RESULTS: MR imaging demonstrated cord edema in 100% of patients and cord hemorrhage in 67% of patients. The mean longitudinal length of cord edema was 10.3 ± 4.0 U, and the mean length of cord hemorrhage was 2.6 ± 2.0 U. Increased time to MR imaging correlated to increased spinal cord edema length (P = .002), even after accounting for the influence of other variables. A difference in time to MR imaging of 1.2 days corresponded to an average increase in cord edema by 1 full vertebral level. Hemorrhage length was not affected by time to imaging (P = .825). A temporal increase in the length of spinal cord edema was confirmed in patients with short-interval follow-up MR imaging (P = .003).
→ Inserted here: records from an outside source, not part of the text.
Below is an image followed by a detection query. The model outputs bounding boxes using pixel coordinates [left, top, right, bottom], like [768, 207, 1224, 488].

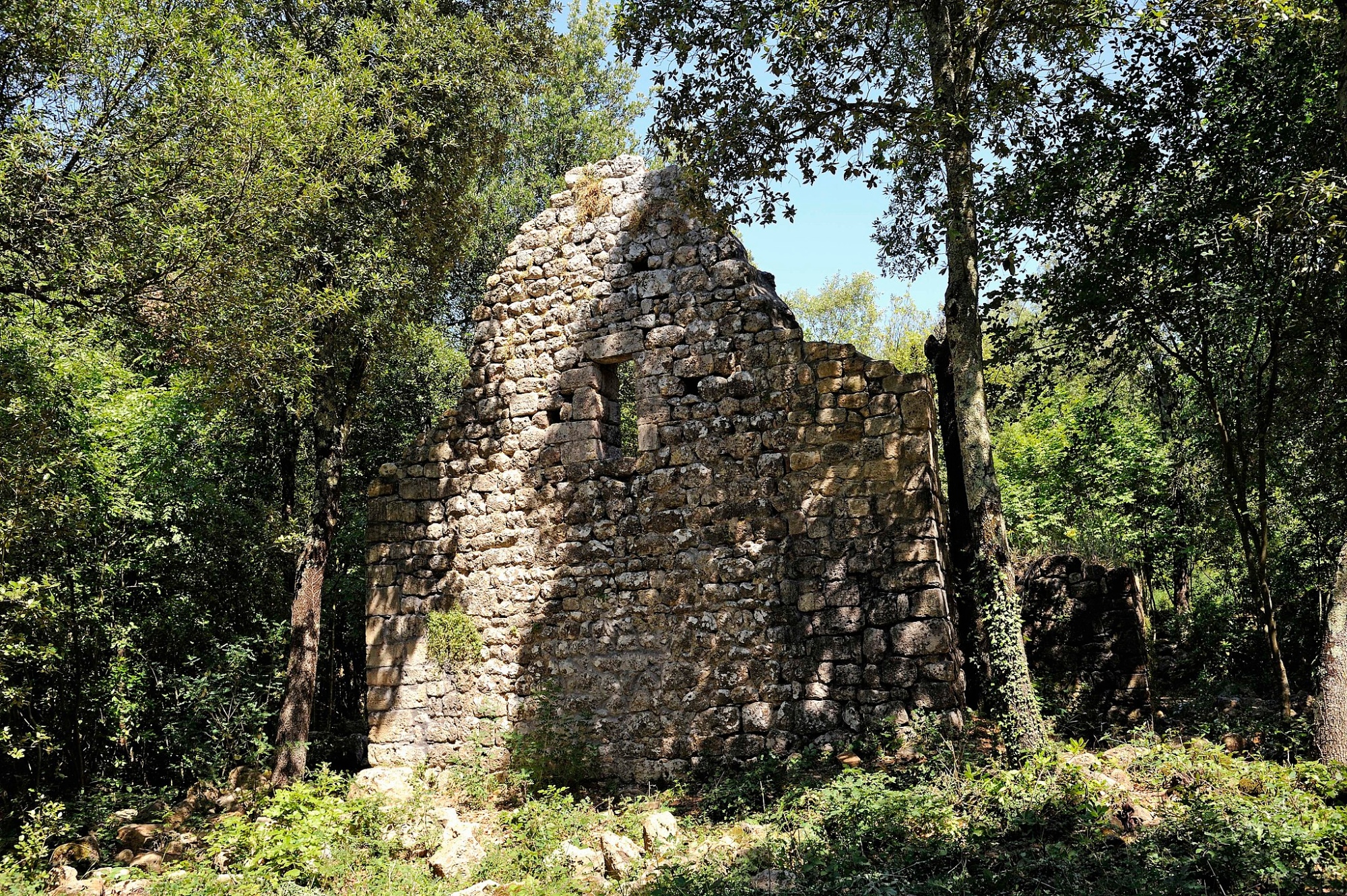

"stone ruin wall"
[366, 156, 963, 780]
[1017, 554, 1152, 737]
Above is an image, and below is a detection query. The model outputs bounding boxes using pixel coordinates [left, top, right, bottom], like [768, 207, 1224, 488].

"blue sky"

CONCLUSION: Spinal cord edema increases significantly during the early time period after injury, whereas intramedullary hemorrhage is comparatively static.
Acute traumatic spinal cord injury (SCI) is a devastating event with an incidence of approximately 11,000 injuries in the United States each year.1 MR imaging is critical to the assessment of acute cervical SCI because it clearly depicts lesion location, extent, and severity. Spinal cord intramedullary edema and hemorrhage are readily appreciated2,3 and, to some extent, correlate with the clinical neurologic deficit.4–10 Prior studies have also revealed that both the presence of hemorrhage and increased hematoma length at MR imaging are associated with decreased motor recovery.7–10
Following the immediate structural and neurovascular insult, acute SCI sets into motion a cascade of secondary injuries.11,12 Work in animals has shown that intramedullary spinal cord hemorrhage and edema are dynamic, whether assessed by histopathology or MR imaging.13,14
The extent to which cord lesions evolve in patients during the early phase of SCI (ie, the first hours and days postinjury) is unknown; therefore, given similar clinical deficits, it is unclear to what extent variability in lesion size reflects differences in time to imaging after trauma. Similarly, it is not clear whether lesion expansion when observed on a short-interval follow-up MR imaging study is an ominous sign or a usual feature in the natural evolution of SCI. This fundamental lack of knowledge is particularly limiting with regard to research aimed at preventing the secondary injury cascade. With an increasing number of therapies for SCI coming to trial, MR imaging can be expected to continue to be increasingly incorporated into research protocols for these agents. An understanding of the acute evolution of SCI lesions on MR imaging is essential if imaging is to be used effectively in these protocols. Additionally, the variability of SCI lesions with time, if demonstrated, would likely have a significant impact on efforts to correlate spinal cord lesion size and location to the neurologic level of injury, because prior studies have not systematically accounted for differences in time to imaging. Such variability currently limits the reliability of MR imaging to serve as an accurate predictor of the patient's neurologic level and prognosis. This limitation is unfortunate in situations in which the MR imaging findings might be of particular utility, such as in the assessment of the obtunded patients or in patients not undergoing clinical evaluation at a specialized SCI center.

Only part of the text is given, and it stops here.